Ahora, mi file iptables se ve así ..

 # Generated by iptables-save v1.3.5 on Thu Oct 3 22:25:54 2013 *filter :INPUT ACCEPT [0:0] :FORWARD ACCEPT [0:0] :OUTPUT ACCEPT [824:72492] -A INPUT -p tcp -m tcp --dport 21 -m conntrack --ctstate NEW,ESTABLISHED -j ACCEPT -A INPUT -p tcp -m tcp --dport 20 -m conntrack --ctstate NEW,ESTABLISHED -j ACCEPT -A INPUT -p tcp -m tcp --sport 1024:65535 --dport 20:65535 -m conntrack --ctstate NEW,ESTABLISHED -j ACCEPT -A INPUT -p tcp -m state --state ESTABLISHED -j ACCEPT -A INPUT -j REJECT --reject-with icmp-port-unreachable -A OUTPUT -p tcp -m tcp --dport 21 -m conntrack --ctstate NEW,ESTABLISHED -j ACCEPT -A OUTPUT -p tcp -m tcp --dport 20 -m conntrack --ctstate NEW,ESTABLISHED -j ACCEPT -A OUTPUT -p tcp -m tcp --sport 1024:65535 --dport 20:65535 -m conntrack --ctstate NEW,ESTABLISHED -j ACCEPT COMMIT # Completed on Thu Oct 3 22:25:54 2013 

Escribiéndolo como respuesta, ya que no se permiten demasiados personajes en el comentario.

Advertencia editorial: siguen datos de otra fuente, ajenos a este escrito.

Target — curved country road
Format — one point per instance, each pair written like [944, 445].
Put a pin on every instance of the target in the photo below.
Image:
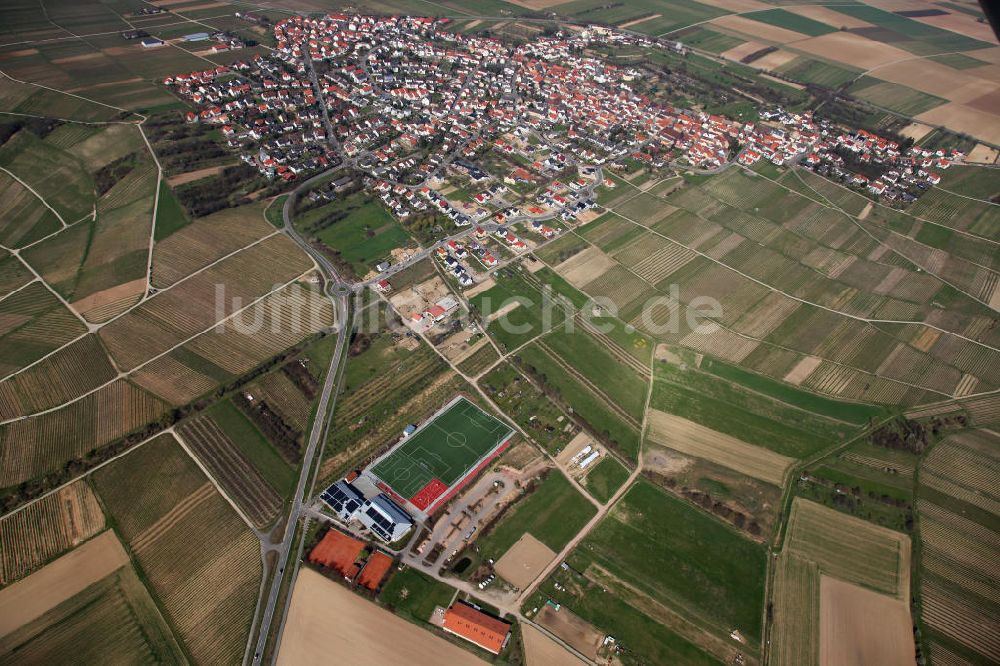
[338, 292]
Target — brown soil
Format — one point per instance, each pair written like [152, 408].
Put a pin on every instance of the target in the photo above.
[694, 439]
[851, 49]
[639, 20]
[198, 174]
[982, 154]
[802, 370]
[664, 461]
[859, 626]
[54, 583]
[585, 266]
[524, 561]
[112, 295]
[540, 650]
[326, 621]
[772, 61]
[537, 4]
[762, 31]
[915, 131]
[572, 629]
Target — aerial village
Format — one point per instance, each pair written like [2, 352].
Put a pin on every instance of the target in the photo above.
[423, 112]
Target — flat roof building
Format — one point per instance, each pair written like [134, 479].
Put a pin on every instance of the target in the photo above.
[343, 498]
[477, 627]
[385, 518]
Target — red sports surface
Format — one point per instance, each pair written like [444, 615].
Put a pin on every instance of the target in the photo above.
[468, 477]
[426, 495]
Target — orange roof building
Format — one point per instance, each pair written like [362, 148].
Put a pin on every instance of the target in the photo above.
[484, 630]
[339, 552]
[376, 568]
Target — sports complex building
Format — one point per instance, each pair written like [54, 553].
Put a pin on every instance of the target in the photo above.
[422, 471]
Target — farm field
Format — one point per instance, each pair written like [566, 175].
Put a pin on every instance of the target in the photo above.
[693, 439]
[589, 403]
[102, 182]
[513, 310]
[553, 512]
[35, 324]
[895, 97]
[605, 478]
[529, 407]
[31, 597]
[78, 629]
[812, 254]
[65, 374]
[828, 566]
[175, 515]
[144, 332]
[207, 240]
[326, 616]
[413, 595]
[242, 482]
[35, 445]
[723, 572]
[26, 219]
[47, 528]
[636, 594]
[730, 409]
[958, 509]
[345, 226]
[386, 387]
[253, 446]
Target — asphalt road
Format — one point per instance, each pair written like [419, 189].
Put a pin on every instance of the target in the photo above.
[339, 293]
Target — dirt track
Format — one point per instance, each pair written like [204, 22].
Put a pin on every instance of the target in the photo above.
[327, 622]
[540, 650]
[522, 563]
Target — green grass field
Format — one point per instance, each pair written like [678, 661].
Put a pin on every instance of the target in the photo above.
[710, 40]
[752, 417]
[112, 621]
[444, 449]
[593, 360]
[919, 38]
[854, 412]
[606, 478]
[819, 72]
[958, 60]
[522, 323]
[363, 237]
[170, 215]
[682, 556]
[531, 409]
[786, 19]
[894, 96]
[587, 405]
[553, 513]
[253, 445]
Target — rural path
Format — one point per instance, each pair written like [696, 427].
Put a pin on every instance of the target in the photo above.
[338, 292]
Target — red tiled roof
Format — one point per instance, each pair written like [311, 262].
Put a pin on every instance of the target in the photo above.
[375, 569]
[477, 627]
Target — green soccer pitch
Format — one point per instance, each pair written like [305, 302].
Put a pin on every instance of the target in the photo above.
[443, 449]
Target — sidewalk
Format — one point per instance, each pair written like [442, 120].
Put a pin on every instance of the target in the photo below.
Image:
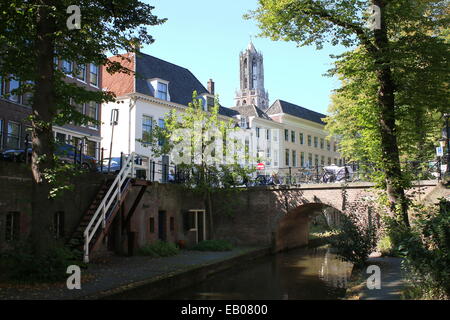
[120, 273]
[392, 281]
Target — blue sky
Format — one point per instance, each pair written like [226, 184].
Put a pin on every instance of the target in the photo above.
[207, 36]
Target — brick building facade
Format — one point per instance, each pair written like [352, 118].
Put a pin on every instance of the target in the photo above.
[14, 112]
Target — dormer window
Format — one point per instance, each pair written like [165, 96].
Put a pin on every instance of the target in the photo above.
[67, 67]
[159, 88]
[161, 92]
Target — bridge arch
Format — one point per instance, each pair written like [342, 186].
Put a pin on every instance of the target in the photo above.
[292, 230]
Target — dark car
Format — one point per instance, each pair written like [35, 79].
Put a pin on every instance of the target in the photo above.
[65, 152]
[17, 155]
[113, 167]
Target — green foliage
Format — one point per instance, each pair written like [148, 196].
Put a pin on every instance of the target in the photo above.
[21, 264]
[213, 245]
[426, 249]
[358, 234]
[159, 249]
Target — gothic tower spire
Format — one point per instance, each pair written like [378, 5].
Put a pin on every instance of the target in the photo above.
[251, 89]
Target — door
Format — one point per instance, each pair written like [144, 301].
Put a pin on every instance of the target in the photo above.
[201, 226]
[162, 226]
[165, 169]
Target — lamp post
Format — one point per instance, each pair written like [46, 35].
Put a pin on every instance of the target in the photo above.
[446, 140]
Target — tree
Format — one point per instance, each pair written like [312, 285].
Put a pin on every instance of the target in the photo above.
[204, 147]
[32, 35]
[377, 51]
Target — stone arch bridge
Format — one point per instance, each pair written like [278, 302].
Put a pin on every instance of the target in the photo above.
[280, 216]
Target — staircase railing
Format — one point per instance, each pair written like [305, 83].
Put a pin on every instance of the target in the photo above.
[114, 194]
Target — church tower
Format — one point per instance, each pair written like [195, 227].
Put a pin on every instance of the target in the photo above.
[252, 79]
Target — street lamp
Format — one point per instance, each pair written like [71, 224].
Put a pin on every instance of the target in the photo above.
[445, 141]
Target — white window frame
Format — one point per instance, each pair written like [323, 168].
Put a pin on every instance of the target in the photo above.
[91, 65]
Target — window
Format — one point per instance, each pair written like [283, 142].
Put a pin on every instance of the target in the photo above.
[60, 137]
[172, 224]
[243, 122]
[247, 151]
[161, 92]
[58, 224]
[2, 86]
[81, 74]
[91, 148]
[92, 112]
[76, 142]
[14, 85]
[147, 124]
[27, 97]
[79, 107]
[209, 102]
[12, 226]
[1, 133]
[13, 135]
[67, 67]
[162, 125]
[151, 225]
[93, 75]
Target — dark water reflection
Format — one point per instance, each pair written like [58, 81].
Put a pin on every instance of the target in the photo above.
[294, 275]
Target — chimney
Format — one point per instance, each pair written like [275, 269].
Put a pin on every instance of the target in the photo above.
[211, 86]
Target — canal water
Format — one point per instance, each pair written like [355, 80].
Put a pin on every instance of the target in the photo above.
[304, 273]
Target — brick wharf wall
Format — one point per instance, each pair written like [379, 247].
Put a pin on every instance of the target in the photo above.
[172, 201]
[279, 217]
[15, 196]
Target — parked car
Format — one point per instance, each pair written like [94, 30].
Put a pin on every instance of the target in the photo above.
[65, 153]
[16, 155]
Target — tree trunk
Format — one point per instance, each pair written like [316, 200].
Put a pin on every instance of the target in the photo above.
[386, 101]
[43, 111]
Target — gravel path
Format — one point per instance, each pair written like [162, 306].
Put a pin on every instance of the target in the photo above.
[119, 271]
[392, 282]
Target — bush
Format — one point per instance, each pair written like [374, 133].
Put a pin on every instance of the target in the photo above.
[213, 245]
[357, 238]
[159, 249]
[426, 249]
[21, 264]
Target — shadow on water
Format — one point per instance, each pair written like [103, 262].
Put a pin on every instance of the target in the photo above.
[306, 273]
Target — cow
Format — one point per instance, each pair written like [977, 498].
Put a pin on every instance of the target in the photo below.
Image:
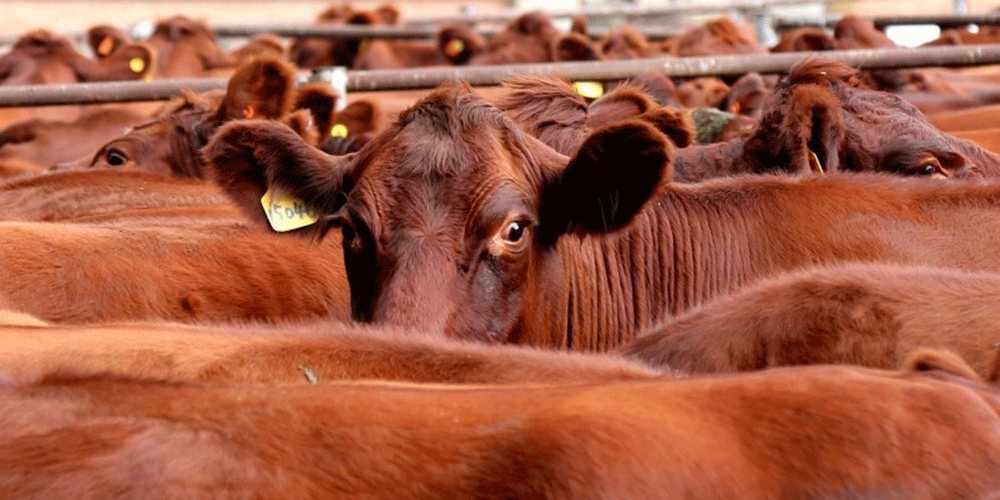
[806, 432]
[870, 315]
[322, 351]
[187, 48]
[552, 111]
[41, 57]
[530, 38]
[818, 120]
[76, 194]
[318, 52]
[177, 267]
[455, 219]
[262, 87]
[46, 143]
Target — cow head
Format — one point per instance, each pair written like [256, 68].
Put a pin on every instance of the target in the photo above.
[529, 38]
[260, 88]
[42, 57]
[452, 215]
[819, 119]
[318, 52]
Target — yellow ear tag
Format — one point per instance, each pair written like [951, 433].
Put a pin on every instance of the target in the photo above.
[454, 47]
[285, 212]
[590, 90]
[137, 65]
[104, 48]
[338, 130]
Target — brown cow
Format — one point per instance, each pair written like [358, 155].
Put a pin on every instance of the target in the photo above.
[174, 267]
[40, 57]
[317, 52]
[552, 111]
[819, 120]
[51, 142]
[327, 351]
[76, 194]
[262, 87]
[455, 219]
[717, 37]
[814, 432]
[871, 315]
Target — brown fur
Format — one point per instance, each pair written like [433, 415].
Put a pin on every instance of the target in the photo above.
[261, 88]
[60, 196]
[857, 130]
[870, 315]
[808, 39]
[553, 112]
[439, 212]
[527, 39]
[717, 37]
[183, 269]
[823, 432]
[279, 354]
[52, 142]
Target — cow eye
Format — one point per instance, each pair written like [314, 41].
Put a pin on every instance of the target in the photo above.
[514, 231]
[115, 157]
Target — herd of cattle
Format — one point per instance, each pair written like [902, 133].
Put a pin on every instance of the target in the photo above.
[510, 293]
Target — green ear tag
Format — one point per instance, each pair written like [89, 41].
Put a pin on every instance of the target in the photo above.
[286, 212]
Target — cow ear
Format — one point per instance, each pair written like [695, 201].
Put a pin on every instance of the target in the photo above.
[261, 87]
[105, 39]
[301, 121]
[459, 43]
[361, 116]
[248, 157]
[575, 47]
[813, 129]
[389, 14]
[320, 101]
[605, 185]
[674, 123]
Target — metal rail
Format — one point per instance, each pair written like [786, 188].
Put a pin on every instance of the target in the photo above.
[943, 21]
[626, 11]
[423, 78]
[381, 32]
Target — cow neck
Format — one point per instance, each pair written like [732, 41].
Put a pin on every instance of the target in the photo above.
[679, 252]
[699, 162]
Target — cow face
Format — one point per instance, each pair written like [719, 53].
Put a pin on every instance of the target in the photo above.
[818, 119]
[450, 218]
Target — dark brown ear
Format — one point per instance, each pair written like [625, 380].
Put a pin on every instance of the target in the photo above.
[605, 185]
[105, 39]
[320, 101]
[261, 87]
[928, 360]
[361, 116]
[575, 47]
[802, 135]
[301, 121]
[129, 62]
[389, 14]
[261, 44]
[746, 96]
[674, 123]
[246, 157]
[459, 43]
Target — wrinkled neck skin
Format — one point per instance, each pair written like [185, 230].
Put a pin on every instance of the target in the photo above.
[595, 293]
[696, 163]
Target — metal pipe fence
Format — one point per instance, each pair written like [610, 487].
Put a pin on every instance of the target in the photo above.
[424, 78]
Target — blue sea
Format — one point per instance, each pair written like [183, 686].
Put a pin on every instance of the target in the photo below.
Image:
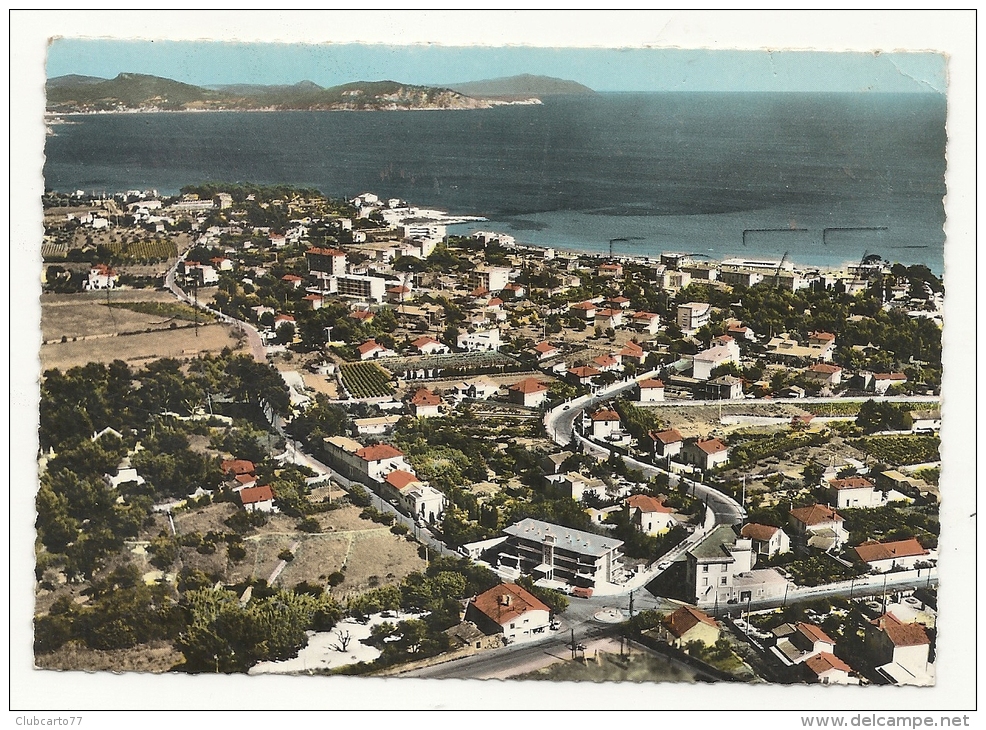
[687, 172]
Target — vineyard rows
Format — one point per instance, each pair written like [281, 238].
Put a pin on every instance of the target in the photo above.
[365, 380]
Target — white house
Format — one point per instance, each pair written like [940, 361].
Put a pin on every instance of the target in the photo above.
[510, 610]
[429, 346]
[767, 540]
[605, 423]
[646, 322]
[425, 404]
[855, 493]
[651, 390]
[257, 499]
[102, 276]
[579, 485]
[705, 454]
[372, 350]
[827, 668]
[667, 443]
[885, 556]
[818, 525]
[902, 651]
[726, 351]
[649, 514]
[693, 316]
[479, 341]
[529, 392]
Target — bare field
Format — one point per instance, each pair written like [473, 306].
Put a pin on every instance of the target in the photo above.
[138, 349]
[89, 318]
[366, 549]
[156, 658]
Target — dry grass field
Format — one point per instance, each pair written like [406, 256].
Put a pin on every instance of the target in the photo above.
[367, 552]
[157, 658]
[141, 348]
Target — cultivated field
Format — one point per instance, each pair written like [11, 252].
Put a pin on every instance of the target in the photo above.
[368, 553]
[138, 349]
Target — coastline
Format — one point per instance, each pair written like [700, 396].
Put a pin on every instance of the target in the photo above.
[486, 104]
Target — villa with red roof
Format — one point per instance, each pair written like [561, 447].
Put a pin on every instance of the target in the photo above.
[429, 346]
[689, 624]
[827, 668]
[855, 493]
[819, 526]
[425, 404]
[257, 499]
[825, 374]
[529, 392]
[371, 350]
[649, 514]
[583, 375]
[632, 351]
[901, 651]
[705, 454]
[587, 310]
[510, 610]
[605, 363]
[768, 540]
[884, 556]
[667, 443]
[799, 642]
[651, 390]
[605, 423]
[545, 350]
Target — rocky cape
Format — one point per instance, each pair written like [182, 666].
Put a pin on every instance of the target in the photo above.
[130, 92]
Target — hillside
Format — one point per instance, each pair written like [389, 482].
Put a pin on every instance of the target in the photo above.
[523, 86]
[141, 92]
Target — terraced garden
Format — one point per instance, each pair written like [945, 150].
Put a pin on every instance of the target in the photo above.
[365, 380]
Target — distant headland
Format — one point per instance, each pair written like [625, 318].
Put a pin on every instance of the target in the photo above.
[131, 92]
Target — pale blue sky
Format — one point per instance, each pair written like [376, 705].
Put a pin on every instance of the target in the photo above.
[636, 69]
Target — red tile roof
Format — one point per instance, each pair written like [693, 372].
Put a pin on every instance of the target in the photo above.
[584, 372]
[815, 514]
[326, 252]
[872, 550]
[369, 346]
[890, 376]
[237, 466]
[685, 619]
[711, 446]
[506, 602]
[399, 479]
[825, 661]
[378, 452]
[252, 495]
[670, 436]
[902, 634]
[814, 633]
[756, 531]
[424, 397]
[851, 483]
[528, 385]
[646, 503]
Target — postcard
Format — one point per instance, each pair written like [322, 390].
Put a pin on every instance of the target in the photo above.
[364, 365]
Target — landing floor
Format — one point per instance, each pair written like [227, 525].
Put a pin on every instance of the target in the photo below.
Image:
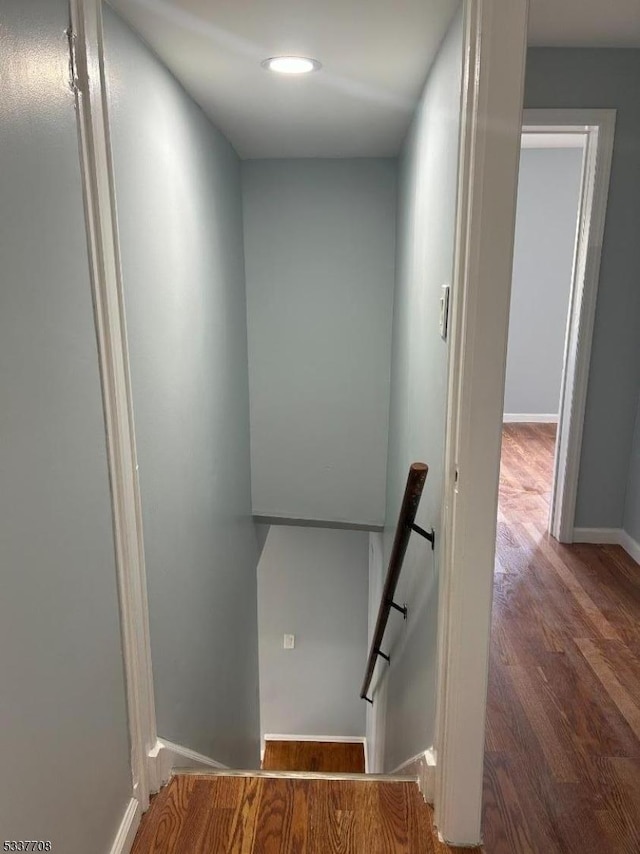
[258, 815]
[336, 757]
[562, 769]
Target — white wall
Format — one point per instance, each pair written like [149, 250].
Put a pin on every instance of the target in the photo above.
[319, 242]
[546, 222]
[426, 229]
[65, 771]
[313, 583]
[180, 220]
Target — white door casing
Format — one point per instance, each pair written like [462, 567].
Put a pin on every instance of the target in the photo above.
[493, 83]
[85, 38]
[598, 126]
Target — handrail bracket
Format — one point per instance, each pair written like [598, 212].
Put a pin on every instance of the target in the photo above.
[402, 608]
[428, 535]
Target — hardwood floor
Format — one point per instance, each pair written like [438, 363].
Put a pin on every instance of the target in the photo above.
[258, 815]
[324, 756]
[562, 769]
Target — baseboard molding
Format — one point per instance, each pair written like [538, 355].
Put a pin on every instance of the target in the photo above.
[609, 536]
[422, 766]
[167, 757]
[529, 418]
[336, 739]
[123, 842]
[631, 546]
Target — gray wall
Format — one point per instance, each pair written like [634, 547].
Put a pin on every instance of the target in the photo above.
[632, 506]
[179, 210]
[65, 773]
[319, 238]
[426, 227]
[313, 583]
[546, 221]
[602, 78]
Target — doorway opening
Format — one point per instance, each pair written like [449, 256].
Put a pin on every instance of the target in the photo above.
[562, 193]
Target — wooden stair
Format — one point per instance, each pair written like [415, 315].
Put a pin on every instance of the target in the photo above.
[270, 812]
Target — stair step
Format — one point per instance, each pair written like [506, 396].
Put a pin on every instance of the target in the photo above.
[299, 775]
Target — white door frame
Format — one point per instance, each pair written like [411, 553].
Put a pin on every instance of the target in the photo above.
[108, 299]
[493, 86]
[598, 127]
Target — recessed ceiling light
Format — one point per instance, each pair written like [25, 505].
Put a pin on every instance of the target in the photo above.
[291, 64]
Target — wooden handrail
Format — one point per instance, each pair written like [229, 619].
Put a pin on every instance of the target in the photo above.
[412, 494]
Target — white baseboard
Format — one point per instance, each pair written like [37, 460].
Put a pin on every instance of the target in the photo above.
[423, 766]
[529, 418]
[168, 757]
[631, 546]
[608, 536]
[123, 842]
[335, 739]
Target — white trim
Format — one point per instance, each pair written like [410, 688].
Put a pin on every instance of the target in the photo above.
[598, 126]
[327, 739]
[126, 834]
[102, 239]
[535, 139]
[171, 758]
[631, 546]
[495, 53]
[606, 536]
[609, 536]
[376, 713]
[529, 418]
[422, 766]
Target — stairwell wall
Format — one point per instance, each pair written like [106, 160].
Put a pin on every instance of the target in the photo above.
[313, 583]
[65, 774]
[424, 262]
[320, 243]
[177, 182]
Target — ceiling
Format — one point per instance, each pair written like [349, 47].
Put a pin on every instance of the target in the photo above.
[375, 55]
[585, 23]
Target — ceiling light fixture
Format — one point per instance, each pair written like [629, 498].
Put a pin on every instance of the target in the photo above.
[291, 64]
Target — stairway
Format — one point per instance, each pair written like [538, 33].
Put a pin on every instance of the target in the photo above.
[271, 812]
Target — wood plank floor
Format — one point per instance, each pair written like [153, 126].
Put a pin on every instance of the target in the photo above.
[562, 769]
[336, 757]
[257, 815]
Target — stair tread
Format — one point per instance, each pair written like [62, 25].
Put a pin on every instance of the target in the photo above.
[285, 812]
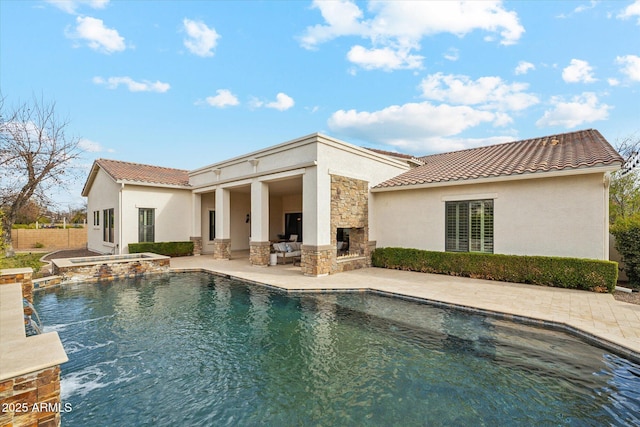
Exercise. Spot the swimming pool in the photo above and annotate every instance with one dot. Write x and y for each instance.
(196, 349)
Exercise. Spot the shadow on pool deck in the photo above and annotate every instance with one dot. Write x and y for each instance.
(596, 316)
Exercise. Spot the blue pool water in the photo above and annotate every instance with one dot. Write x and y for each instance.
(194, 349)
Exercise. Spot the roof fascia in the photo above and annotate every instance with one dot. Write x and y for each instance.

Muchas gracias por su ayuda.

Cliente FTP:

 lsmod | grep ftp modprobe nf_conntrack_ftp lsmod | grep ftp iptables -A INPUT -s 192.168.1.0/24 -d 192.168.1.0/24 -p tcp -m tcp --sport 21 -m conntrack --ctstate ESTABLISHED -j ACCEPT iptables -A INPUT -s 192.168.1.0/24 -d 192.168.1.0/24 -p tcp -m tcp --sport 20 -m conntrack --ctstate ESTABLISHED,RELATED -j ACCEPT iptables -A INPUT -s 192.168.1.0/24 -d 192.168.1.0/24 -p tcp -m tcp --sport 1024: --dport 1024: -m conntrack --ctstate ESTABLISHED -j ACCEPT iptables -A OUTPUT -s 192.168.1.0/24 -d 192.168.1.0/24 -p tcp -m tcp --dport 21 -m conntrack --ctstate NEW,ESTABLISHED -j ACCEPT iptables -A OUTPUT -s 192.168.1.0/24 -d 192.168.1.0/24 -p tcp -m tcp --dport 20 -m conntrack --ctstate ESTABLISHED -j ACCEPT iptables -A OUTPUT -s 192.168.1.0/24 -d 192.168.1.0/24 -p tcp -m tcp --sport 1024:65535 --dport 1024:65535 -m conntrack --ctstate ESTABLISHED,RELATED -j ACCEPT 

SERVIDOR FTP

  lsmod | grep ftp modprobe nf_conntrack_ftp lsmod | grep ftp iptables -A INPUT -s 192.168.1.0/24 -d 192.168.1.0/24 -p tcp -m tcp --dport 21 -m conntrack --ctstate NEW,ESTABLISHED -j ACCEPT iptables -A INPUT -s 192.168.1.0/24 -d 192.168.1.0/24 -p tcp -m tcp --dport 20 -m conntrack --ctstate ESTABLISHED -j ACCEPT iptables -A INPUT -s 192.168.1.0/24 -d 192.168.1.0/24 -p tcp -m tcp --sport 1024: --dport 1024: -m conntrack --ctstate ESTABLISHED,RELATED -j ACCEPT iptables -A OUTPUT -s 192.168.1.0/24 -d 192.168.1.0/24 -p tcp -m tcp --sport 21 -m conntrack --ctstate ESTABLISHED -j ACCEPT iptables -A OUTPUT -s 192.168.1.0/24 -d 192.168.1.0/24 -p tcp -m tcp --sport 20 -m conntrack --ctstate ESTABLISHED,RELATED -j ACCEPT iptables -A OUTPUT -s 192.168.1.0/24 -d 192.168.1.0/24 -p tcp -m tcp --sport 1024:65535 --dport 1024:65535 -m conntrack --ctstate ESTABLISHED -j ACCEPT 

Para alternar entre modo pasivo y activo en el lado del cliente

  ftp> passive Passive mode on. ftp> passive Passive mode off.